Thursday, June 21, 2018

my alarm went off at six a.m. this morning, only i didn't need it to; my mind had been racing since four.

"how will i be able to muster up enough energy to function at work?", i thought. "what if i don't deal with things properly or just end up staring blankly into space like i have been doing the past few days?"

i could feel my heart race and my chest tighten with every passing thought.

i stood up and headed for the shower any way. only seconds later, i found myself back under the covers awaiting my snooze button.

i eventually made it to the shower, but once i even thought about putting on mascara, packing a lunch or jumping on the bus (rather small tasks for a normal day), i went back into hiding. next thing you know, i found myself sending a few "i'm not feeling well (which is true mentally) and will be working from home today" emails.

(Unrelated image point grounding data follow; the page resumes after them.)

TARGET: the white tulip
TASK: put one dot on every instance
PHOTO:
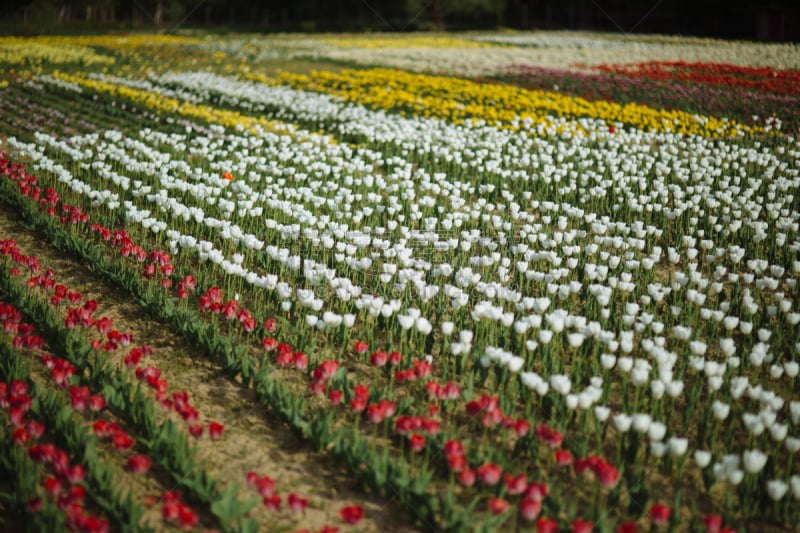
(754, 461)
(601, 412)
(776, 489)
(622, 422)
(702, 458)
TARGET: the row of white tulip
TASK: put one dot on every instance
(619, 258)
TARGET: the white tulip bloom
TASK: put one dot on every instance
(702, 458)
(754, 461)
(776, 489)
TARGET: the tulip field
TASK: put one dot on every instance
(536, 281)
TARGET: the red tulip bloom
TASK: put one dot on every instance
(361, 347)
(335, 396)
(497, 505)
(489, 473)
(269, 343)
(171, 511)
(52, 486)
(379, 359)
(20, 436)
(35, 429)
(546, 525)
(296, 503)
(563, 457)
(265, 486)
(215, 430)
(138, 464)
(516, 484)
(713, 523)
(417, 442)
(96, 402)
(537, 491)
(529, 509)
(229, 309)
(272, 502)
(326, 369)
(352, 514)
(76, 474)
(659, 514)
(300, 361)
(104, 324)
(453, 447)
(457, 463)
(188, 518)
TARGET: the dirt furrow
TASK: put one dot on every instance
(253, 440)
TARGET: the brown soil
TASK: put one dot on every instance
(252, 440)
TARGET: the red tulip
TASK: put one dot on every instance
(188, 519)
(297, 503)
(35, 429)
(546, 525)
(76, 474)
(269, 343)
(20, 436)
(272, 502)
(300, 361)
(96, 402)
(417, 442)
(563, 457)
(215, 430)
(52, 486)
(457, 463)
(489, 473)
(516, 484)
(659, 514)
(352, 514)
(335, 396)
(536, 491)
(379, 359)
(522, 427)
(361, 347)
(266, 486)
(529, 509)
(713, 523)
(453, 447)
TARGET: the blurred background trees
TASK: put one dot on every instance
(750, 19)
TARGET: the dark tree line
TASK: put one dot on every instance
(767, 19)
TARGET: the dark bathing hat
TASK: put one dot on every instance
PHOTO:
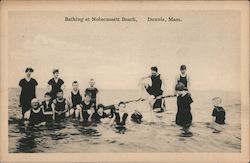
(29, 69)
(154, 68)
(183, 67)
(100, 106)
(60, 90)
(47, 94)
(180, 87)
(121, 103)
(55, 71)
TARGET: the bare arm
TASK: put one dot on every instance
(46, 113)
(49, 87)
(188, 82)
(63, 86)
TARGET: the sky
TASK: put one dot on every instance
(118, 54)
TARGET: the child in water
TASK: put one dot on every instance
(47, 107)
(218, 114)
(184, 100)
(34, 116)
(86, 108)
(120, 115)
(99, 115)
(93, 91)
(59, 106)
(55, 84)
(75, 99)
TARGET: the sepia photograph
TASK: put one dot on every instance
(95, 79)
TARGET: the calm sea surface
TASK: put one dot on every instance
(157, 132)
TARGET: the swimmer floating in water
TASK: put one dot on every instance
(34, 116)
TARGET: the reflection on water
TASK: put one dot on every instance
(156, 133)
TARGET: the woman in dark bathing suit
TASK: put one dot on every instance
(28, 90)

it's 1:00p.m as i type this. i crawled (that's the perfect word for it) out of bed at 11 and wangled to send out the necessary emails since, and hopefully soon, this blog, which i pound out for many reasons.

one, to let you know that you're not alone and that i see you; the one who suffers with anxiety and/or depression. the one who's up with me at 4:00a.m feeling overwhelmed and taking deep breaths. the one who cries after getting off the phone with a coworker who wanted to ask some questions and set you on your credentialing track. i see you.

two, because social media has turned into a highlight reel and i want to free people from the need to look like they have everything together.

and three, because i sure as heck don't.

life can be fun at times, exciting and so full, and truthfully, mine fits into this category more times than not.

but sometimes, i have a hard time getting out of bed and facing the day. sometimes, my pain surfaces and my heart hurts, and i feel really, really alone and anxious.

and so on those days i take a break from work, use some of the lieu time i have saved up, sit in my backyard and write a blog, because, well, i see you, and i want you to be able to see me, too.